GDS Sessions
This Jupyter notebook is hosted here in the Neo4j Graph Data Science Client Github repository.
The notebook shows how to use the graphdatascience
Python library to
create, manage, and use a GDS Session.
We consider a graph of people and fruits, which we’re using as a simple example to show how to connect your AuraDB instance to a GDS Session, run algorithms, and eventually write back your analytical results to the AuraDB database. We will cover all management operations: creation, listing, and deletion.
1. Prerequisites
This notebook requires having an AuraDB instance available and have the GDS sessions feature enabled for your tenant. Contact your account manager to get the features enabled.
We also need to have the graphdatascience
Python library installed,
version 1.11
or later.
%pip install "graphdatascience"
2. Aura API credentials
A GDS Session is created and accessed via the Aura API. In order to use the Aura API, we need to have Aura API credentials. For how to create these credentials, see the Aura documentation.
Using these credentials, we can create our GdsSessions
object, which
is the main entry point for managing GDS Sessions.
import os
from graphdatascience.session import GdsSessions, AuraAPICredentials
client_id = os.environ["AURA_API_CLIENT_ID"]
client_secret = os.environ["AURA_API_CLIENT_SECRET"]
# If your account is a member of several tenants, you must also specify the tenant ID to use
tenant_id = os.environ.get("AURA_API_TENANT_ID", None)
sessions = GdsSessions(api_credentials=AuraAPICredentials(client_id, client_secret, tenant_id=tenant_id))
3. Creating a new session
A new session is created by calling sessions.get_or_create()
. When we
want to do this, we must identify a data source. We assume here that an
AuraDB instance has been created and is available to access. We need to
provide the database Bolt address, username, and password to the
DbmsConnectionInfo
class.
We also have to specify the size of the session. There are many possible sizes to choose from. Please refer to the API reference docs or the manual for a full list.
Lastly, we need to give our session a name. We will call ours
analysing-people-and-fruits
. If we had already created a session and
want to reconnect to it, the same code is used. Doing that will not
incur any additional costs, and will be a lot faster.
import os
from graphdatascience.session import DbmsConnectionInfo, AlgorithmCategory
# Identify the AuraDB instance
aura_db_address = os.environ["AURA_DB_ADDRESS"]

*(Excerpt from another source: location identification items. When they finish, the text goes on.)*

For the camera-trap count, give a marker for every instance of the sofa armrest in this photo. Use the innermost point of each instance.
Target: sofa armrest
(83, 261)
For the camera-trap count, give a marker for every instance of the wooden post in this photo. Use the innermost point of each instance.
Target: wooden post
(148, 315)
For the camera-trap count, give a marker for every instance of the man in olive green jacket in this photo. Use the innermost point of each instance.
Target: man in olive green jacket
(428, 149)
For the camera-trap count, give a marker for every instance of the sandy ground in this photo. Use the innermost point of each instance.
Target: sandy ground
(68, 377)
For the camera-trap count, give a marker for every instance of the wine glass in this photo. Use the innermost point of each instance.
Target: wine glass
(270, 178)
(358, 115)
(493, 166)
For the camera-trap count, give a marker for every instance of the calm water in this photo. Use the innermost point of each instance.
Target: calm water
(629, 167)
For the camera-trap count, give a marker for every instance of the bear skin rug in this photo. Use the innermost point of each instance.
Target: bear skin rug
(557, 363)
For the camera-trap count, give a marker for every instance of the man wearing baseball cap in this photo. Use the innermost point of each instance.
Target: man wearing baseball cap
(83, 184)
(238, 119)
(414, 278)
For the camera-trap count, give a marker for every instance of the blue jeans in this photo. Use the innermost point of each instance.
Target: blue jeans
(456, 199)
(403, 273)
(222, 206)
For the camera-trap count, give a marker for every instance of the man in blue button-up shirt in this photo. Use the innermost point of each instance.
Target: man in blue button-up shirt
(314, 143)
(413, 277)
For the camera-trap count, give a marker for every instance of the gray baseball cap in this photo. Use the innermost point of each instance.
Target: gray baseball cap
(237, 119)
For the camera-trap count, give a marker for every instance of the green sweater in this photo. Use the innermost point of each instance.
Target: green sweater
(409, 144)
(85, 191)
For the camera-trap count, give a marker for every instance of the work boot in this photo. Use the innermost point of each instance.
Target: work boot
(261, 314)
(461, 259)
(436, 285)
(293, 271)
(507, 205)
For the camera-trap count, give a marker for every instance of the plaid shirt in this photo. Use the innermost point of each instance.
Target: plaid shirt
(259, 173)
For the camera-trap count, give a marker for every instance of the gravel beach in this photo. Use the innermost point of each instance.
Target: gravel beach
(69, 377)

aura_db_user = os.environ["AURA_DB_USER"]
aura_db_pw = os.environ["AURA_DB_PW"]
# Create a GDS session!
memory = sessions.estimate(
node_count=20,
relationship_count=50,
algorithm_categories=[AlgorithmCategory.CENTRALITY, AlgorithmCategory.NODE_EMBEDDING],
)
gds = sessions.get_or_create(
# we give it a representative name
session_name="people-and-fruits",
memory=memory,
db_connection=DbmsConnectionInfo(aura_db_address, aura_db_user, aura_db_pw),
)
4. Listing sessions
Now that we have created a session, let’s list all our sessions to see what that looks like
sessions.list()
5. Adding a dataset
We assume that the configured AuraDB instance is empty. We will add our dataset using standard Cypher.
In a more realistic scenario, this step is already done, and we would just connect to the existing database.
data_query = """
CREATE
(dan:Person {name: 'Dan', age: 18, experience: 63, hipster: 0}),
(annie:Person {name: 'Annie', age: 12, experience: 5, hipster: 0}),
(matt:Person {name: 'Matt', age: 22, experience: 42, hipster: 0}),
(jeff:Person {name: 'Jeff', age: 51, experience: 12, hipster: 0}),
(brie:Person {name: 'Brie', age: 31, experience: 6, hipster: 0}),
(elsa:Person {name: 'Elsa', age: 65, experience: 23, hipster: 1}),
(john:Person {name: 'John', age: 4, experience: 100, hipster: 0}),
(apple:Fruit {name: 'Apple', tropical: 0, sourness: 0.3, sweetness: 0.6}),
(banana:Fruit {name: 'Banana', tropical: 1, sourness: 0.1, sweetness: 0.9}),
(mango:Fruit {name: 'Mango', tropical: 1, sourness: 0.3, sweetness: 1.0}),
(plum:Fruit {name: 'Plum', tropical: 0, sourness: 0.5, sweetness: 0.8})
CREATE
(dan)-[:LIKES]->(apple),
(annie)-[:LIKES]->(banana),
(matt)-[:LIKES]->(mango),
(jeff)-[:LIKES]->(mango),
(brie)-[:LIKES]->(banana),
(elsa)-[:LIKES]->(plum),
(john)-[:LIKES]->(plum),
(dan)-[:KNOWS]->(annie),
(dan)-[:KNOWS]->(matt),
(annie)-[:KNOWS]->(matt),
(annie)-[:KNOWS]->(jeff),
(annie)-[:KNOWS]->(brie),
(matt)-[:KNOWS]->(brie),
(brie)-[:KNOWS]->(elsa),
(brie)-[:KNOWS]->(jeff),
(john)-[:KNOWS]->(jeff);
"""
# making sure the database is actually empty
assert gds.run_cypher("MATCH (n) RETURN count(n)").squeeze() == 0, "Database is not empty!"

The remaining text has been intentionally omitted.